PostgreSQL: TO_ASCII & UTF8

In the process of fixing our code for an upcoming upgrade of one database version for one of our $-projects I encountered a strange behaviour. Initiual situation:

  • we're moving from PostgreSQL 8.1.3 to the 8.3.5
  • we're moving from database encoding LATIN1 to UTF8
  • in our code we're using the TO_ASCII function a few times.

And this combination produces some headaches.

But first a gentle introduction to the TO_ASCII function. It converts any given text into it's ASCII representation. Folks bound to languages with german umlauts or some kind of apostrophes encounter many problems. For example: what should you do if you have to build some kind of index based on the first character of the lastname. Certainly you don't want to have an extra entry with 'Ü', instead you want to but them into the 'U' list. Grand entrance TO_ASCII:

  1. SELECT to_ascii('Übermeier');
  2. Ubermeie

Works like a charm. Caveat: TO_ASCII only supports LATIN1, LATIN2, LATIN9 and WIN1250 encodings but no UTF8.

Okay, the first guess would be to do something like this:

  1. SELECT to_ascii(convert_to('Übermeier', 'latin1'));
  2. ERROR:  FUNCTION to_ascii(bytea) does NOT exist

Bummer. CONVERT_TO returnes BYTEA, TO_ASCII only wants TEXT.

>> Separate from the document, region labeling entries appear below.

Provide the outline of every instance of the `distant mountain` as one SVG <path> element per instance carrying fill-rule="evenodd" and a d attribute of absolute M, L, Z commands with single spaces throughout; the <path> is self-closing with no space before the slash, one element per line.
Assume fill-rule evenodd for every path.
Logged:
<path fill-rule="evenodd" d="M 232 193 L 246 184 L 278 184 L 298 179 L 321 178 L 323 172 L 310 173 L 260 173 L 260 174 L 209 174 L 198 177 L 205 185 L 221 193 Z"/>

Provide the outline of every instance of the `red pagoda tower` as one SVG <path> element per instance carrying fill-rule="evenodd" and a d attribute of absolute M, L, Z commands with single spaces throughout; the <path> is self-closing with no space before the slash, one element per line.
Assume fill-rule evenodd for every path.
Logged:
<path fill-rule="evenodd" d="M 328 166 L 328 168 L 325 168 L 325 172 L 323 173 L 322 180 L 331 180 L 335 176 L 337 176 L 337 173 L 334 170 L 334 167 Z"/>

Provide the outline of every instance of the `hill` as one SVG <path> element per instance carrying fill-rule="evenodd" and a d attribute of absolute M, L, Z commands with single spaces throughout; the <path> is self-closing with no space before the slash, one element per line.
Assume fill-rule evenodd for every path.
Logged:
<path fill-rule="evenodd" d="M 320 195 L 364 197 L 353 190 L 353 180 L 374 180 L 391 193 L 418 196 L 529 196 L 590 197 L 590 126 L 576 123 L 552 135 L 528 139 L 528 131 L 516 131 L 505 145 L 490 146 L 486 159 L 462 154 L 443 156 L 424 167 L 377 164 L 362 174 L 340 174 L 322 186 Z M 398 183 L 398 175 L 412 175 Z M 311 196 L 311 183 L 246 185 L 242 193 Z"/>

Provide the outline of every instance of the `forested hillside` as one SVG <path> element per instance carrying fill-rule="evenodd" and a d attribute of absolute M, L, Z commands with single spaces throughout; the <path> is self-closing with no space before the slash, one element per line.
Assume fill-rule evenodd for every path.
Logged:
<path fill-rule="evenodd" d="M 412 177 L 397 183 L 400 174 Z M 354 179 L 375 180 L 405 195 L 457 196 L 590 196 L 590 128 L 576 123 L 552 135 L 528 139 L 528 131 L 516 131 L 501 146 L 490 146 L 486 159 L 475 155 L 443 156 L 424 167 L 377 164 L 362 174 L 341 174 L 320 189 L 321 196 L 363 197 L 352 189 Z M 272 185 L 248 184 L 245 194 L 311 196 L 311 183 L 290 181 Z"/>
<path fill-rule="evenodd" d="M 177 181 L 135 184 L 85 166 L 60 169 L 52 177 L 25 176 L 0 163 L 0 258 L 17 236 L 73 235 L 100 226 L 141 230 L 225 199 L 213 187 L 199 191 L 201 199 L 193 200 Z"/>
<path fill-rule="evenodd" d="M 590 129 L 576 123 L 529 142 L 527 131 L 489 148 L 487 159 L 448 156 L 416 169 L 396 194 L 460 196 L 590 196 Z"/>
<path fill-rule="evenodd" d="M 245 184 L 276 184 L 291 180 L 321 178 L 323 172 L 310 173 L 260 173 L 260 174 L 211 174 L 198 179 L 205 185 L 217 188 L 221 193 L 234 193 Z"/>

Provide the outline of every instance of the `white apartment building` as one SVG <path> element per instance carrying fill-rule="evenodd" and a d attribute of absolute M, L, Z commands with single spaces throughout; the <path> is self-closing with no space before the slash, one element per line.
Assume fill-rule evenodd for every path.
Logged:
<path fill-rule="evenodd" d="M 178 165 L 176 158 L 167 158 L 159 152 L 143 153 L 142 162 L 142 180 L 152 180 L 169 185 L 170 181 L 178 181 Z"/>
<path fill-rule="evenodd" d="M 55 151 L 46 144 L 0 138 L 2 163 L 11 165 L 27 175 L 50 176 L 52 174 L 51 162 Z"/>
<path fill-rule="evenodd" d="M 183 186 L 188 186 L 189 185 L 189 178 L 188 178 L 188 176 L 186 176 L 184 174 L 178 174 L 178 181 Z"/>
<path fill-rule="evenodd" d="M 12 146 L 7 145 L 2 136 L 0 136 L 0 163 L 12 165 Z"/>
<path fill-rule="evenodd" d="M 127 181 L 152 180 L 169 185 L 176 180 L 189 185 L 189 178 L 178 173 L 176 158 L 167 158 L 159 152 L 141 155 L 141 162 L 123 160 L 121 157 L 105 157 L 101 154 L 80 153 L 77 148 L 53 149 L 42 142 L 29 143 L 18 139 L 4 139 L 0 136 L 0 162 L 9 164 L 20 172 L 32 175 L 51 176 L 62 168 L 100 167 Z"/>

There has been some discussion going on on the pgsql.hackers mailinglist and frankly I can follow both parties in their point of view. But thanks to Pavel Stehule we have some kind of a hack to sidestep this issue:

  1. CREATE FUNCTION to_ascii(bytea, name)
  2. RETURNS text STRICT AS 'to_ascii_encname' LANGUAGE internal;

This version gladly accepts the BYTEA data returned by CONVERT_TO so we can just use it in this way:

  1. SELECT to_ascii(convert_to('Übermeier', 'latin1'), 'latin1');
  2. Ubermeie

Problem solved.

Edit: Added fix by eMerzh. Thanks!